I always skip catered meals for the same reason. I cannot stand forced socialization. Brain must turn off for a bit, and socializing is hard work (for me).

> I can handle a group meal, but if I'm alone in a room, listening to one or two people eating, it drives me nuts.

Hell yeah, my experience exactly. When I'm eating meals with family, I need there to be a conversation going, or at least a TV or radio running in a background - if there's only silence and sounds of eating, I'm starting to go crazy.


they offer a valuable break in the day to interact with people.

I laughed when I read this. I'm an introvert, so meals offer me a valuable break in the day to NOT interact with people. :)


Well, I do see people, I do go places. In fact, I do it probably more willingly as I know I won't get covid, or flu, or anything that will ruin my time. Yes, I know, people love eating together - that's primitive like wolves or lions devouring an animal they've killed. People can socialize in so many ways and eating is probably the worst kind.

Captive audience. Everybody is forced to work/socialize 24 hours/day for as long as the retreat lasts.

Sure, cooking for a group might be less expensive, but I have serious doubts that's a primary reason for using a rental home vs hotel/conference space.

And as an aside, as somebody with dietary restrictions, being forced into dining with people who don't share my diet is very off-putting. Add in my co-workers who are vegetarian, vegan, or completely boring (bland, beige American food is all they'll eat) and it's a nightmare. No thanks.


Is my enjoyment of the meal more important at that moment, to me, than their vocally expressing their views?

Maybe.

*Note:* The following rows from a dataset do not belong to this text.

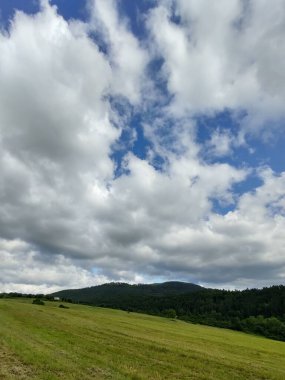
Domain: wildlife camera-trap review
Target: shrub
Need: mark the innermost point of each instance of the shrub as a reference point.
(63, 306)
(37, 301)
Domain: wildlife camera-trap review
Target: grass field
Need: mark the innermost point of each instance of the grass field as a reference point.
(46, 342)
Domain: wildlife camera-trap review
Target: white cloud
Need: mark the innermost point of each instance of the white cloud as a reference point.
(127, 57)
(223, 55)
(63, 212)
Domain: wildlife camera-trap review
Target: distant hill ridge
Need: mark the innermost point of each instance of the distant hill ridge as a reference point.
(106, 293)
(259, 311)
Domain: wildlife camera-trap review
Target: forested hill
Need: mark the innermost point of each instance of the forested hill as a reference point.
(261, 311)
(114, 292)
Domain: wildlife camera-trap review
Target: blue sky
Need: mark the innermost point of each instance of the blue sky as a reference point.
(148, 140)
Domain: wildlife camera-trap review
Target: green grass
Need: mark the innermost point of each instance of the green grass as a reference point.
(46, 342)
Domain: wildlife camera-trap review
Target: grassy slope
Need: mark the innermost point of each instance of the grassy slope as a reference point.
(46, 342)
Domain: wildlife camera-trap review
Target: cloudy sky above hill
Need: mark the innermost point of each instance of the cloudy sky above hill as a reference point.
(141, 141)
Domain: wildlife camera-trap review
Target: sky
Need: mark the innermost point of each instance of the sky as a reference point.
(141, 141)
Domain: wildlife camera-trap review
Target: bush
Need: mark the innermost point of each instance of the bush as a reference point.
(169, 313)
(63, 306)
(37, 301)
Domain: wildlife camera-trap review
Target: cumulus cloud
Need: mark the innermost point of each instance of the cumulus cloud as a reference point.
(66, 219)
(127, 57)
(223, 55)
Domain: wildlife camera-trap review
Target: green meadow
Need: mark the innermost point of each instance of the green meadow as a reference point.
(82, 342)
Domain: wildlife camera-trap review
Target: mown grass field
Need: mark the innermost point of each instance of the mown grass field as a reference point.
(46, 342)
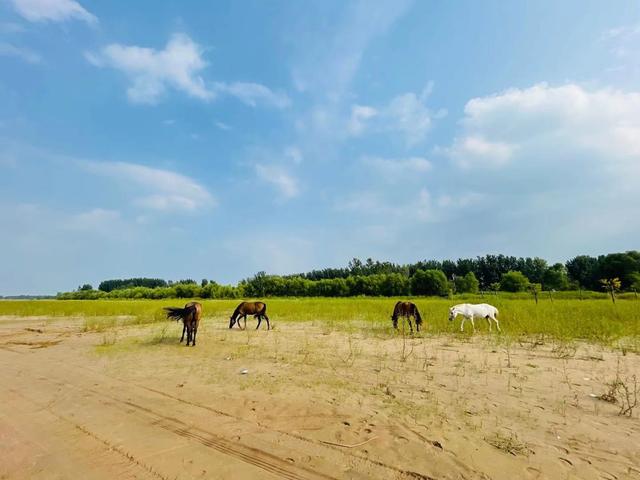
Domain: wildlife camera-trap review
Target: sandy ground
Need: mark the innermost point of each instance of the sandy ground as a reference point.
(315, 404)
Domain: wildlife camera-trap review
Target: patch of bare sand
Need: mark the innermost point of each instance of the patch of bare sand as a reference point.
(315, 403)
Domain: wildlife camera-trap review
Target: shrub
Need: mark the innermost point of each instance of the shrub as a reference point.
(429, 282)
(514, 281)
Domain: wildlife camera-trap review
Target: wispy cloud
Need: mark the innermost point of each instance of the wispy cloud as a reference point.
(406, 114)
(279, 177)
(393, 169)
(164, 190)
(331, 58)
(253, 94)
(25, 54)
(97, 220)
(178, 66)
(376, 203)
(152, 71)
(545, 125)
(53, 11)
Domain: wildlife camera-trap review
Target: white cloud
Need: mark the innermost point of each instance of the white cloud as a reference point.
(152, 71)
(371, 203)
(96, 220)
(286, 184)
(294, 154)
(253, 94)
(53, 10)
(397, 168)
(331, 49)
(9, 50)
(164, 190)
(359, 115)
(473, 151)
(406, 114)
(545, 125)
(409, 115)
(179, 66)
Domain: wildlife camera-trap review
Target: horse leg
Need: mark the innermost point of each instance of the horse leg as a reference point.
(497, 324)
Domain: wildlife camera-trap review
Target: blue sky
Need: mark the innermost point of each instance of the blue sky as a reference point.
(187, 139)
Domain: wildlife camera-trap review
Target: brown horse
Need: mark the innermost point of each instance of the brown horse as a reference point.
(257, 309)
(406, 310)
(190, 316)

Perhaps it's best we all just keep quiet and don't say anything for fear of opposing each other.

Or maybe the whole point of having meals together is having interesting conversations.


Every group of people, no matter how much they like or respect each other, will have serious disagreements. How you resolve those disagreements is what matters. There has never been any "at each other's throats" here.

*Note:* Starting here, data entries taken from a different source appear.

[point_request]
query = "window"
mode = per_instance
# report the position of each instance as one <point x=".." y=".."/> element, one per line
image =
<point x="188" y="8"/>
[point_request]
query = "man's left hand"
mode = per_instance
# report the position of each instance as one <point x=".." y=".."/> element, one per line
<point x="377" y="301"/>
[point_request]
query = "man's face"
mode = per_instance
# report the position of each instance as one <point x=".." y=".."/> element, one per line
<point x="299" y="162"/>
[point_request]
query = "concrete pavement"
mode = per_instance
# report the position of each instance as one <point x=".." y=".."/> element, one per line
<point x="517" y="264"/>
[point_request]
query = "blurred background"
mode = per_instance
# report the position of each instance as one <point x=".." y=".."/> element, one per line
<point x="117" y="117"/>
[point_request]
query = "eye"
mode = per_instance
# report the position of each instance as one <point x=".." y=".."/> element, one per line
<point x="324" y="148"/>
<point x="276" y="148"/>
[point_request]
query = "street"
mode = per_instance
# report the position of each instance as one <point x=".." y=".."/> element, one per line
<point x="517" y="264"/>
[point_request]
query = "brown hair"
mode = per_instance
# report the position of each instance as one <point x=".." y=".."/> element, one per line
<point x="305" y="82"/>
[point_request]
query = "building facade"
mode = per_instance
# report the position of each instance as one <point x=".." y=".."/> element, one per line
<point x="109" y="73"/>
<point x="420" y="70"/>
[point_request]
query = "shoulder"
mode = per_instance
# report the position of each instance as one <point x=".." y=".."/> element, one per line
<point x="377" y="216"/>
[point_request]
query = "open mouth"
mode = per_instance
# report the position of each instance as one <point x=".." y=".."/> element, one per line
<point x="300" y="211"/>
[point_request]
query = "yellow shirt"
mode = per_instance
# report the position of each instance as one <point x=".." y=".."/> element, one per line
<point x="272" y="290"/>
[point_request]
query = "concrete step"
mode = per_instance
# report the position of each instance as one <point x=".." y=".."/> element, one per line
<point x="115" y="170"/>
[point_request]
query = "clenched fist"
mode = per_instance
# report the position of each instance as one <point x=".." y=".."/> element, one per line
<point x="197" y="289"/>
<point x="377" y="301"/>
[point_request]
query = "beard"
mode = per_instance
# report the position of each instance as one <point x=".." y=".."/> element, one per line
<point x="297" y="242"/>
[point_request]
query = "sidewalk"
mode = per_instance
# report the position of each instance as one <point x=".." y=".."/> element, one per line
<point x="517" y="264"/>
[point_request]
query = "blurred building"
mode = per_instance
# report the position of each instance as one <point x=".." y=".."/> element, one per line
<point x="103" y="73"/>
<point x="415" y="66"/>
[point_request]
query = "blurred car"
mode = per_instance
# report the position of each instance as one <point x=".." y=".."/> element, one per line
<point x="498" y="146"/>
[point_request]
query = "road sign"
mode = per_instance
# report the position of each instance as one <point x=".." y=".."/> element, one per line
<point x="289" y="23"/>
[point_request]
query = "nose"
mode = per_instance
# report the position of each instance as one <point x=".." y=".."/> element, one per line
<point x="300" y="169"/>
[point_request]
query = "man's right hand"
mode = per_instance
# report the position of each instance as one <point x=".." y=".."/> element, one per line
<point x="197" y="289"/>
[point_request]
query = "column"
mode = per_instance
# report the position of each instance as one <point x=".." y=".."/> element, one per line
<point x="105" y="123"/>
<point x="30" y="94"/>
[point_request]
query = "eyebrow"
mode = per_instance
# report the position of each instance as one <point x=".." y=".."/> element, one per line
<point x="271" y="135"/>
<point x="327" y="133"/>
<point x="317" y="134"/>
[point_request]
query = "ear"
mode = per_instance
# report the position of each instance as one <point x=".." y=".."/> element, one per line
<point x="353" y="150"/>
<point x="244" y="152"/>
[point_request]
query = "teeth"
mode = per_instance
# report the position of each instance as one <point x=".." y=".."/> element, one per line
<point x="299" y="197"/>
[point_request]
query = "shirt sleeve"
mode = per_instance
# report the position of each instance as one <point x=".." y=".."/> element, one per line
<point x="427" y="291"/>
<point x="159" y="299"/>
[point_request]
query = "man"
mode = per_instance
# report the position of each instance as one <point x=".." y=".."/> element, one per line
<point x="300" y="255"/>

Eating together facilitates communication and understanding with a group, which makes it more likely that conflicts will be resolved in a productive manner. Again, this is what works for us and yes, we hope to attract people who find this kind of culture compelling. Appreciate your taking the time to discuss these topics with us.


I think it’s the fear of being trapped with people you might not like and not being free to speak your mind.

In a restaurant you can leave at any point with very small excuses; you can safely blame the cuisine if you don’t like it; and it’s a large environment with distractions, where one can simply “blend out” if he wants to. At somebody’s home the attention on each other is more intense, it’s a small and quieter environment, you can’t tell the host that his lasagna is terrible or his background music is atrocious, and it feels a bit offensive to leave early.

This sort of thing is not an issue if people are close friends who can safely slag each others’ off, but in an increasingly globalised and atomised society the ratio of friends to acquaintances has decreased significantly, so gatherings probably tend to feel more formal.


I hope this doesn't go anywhere, to be honest. People need more human connection, not less, and the rituals of preparing food, eating together, cleaning etc are one of THE fundamental things that makes us human.

Replacing fast food with healthy food is good, but we should all be trying to cook more, and be with our loved ones (or hell, even roommates) _more_, not less.


No one is forcing you to invite such people over for dinner and cook for them. I'm sure they'd be happier not spending time with you, based on this short interaction I've had with you.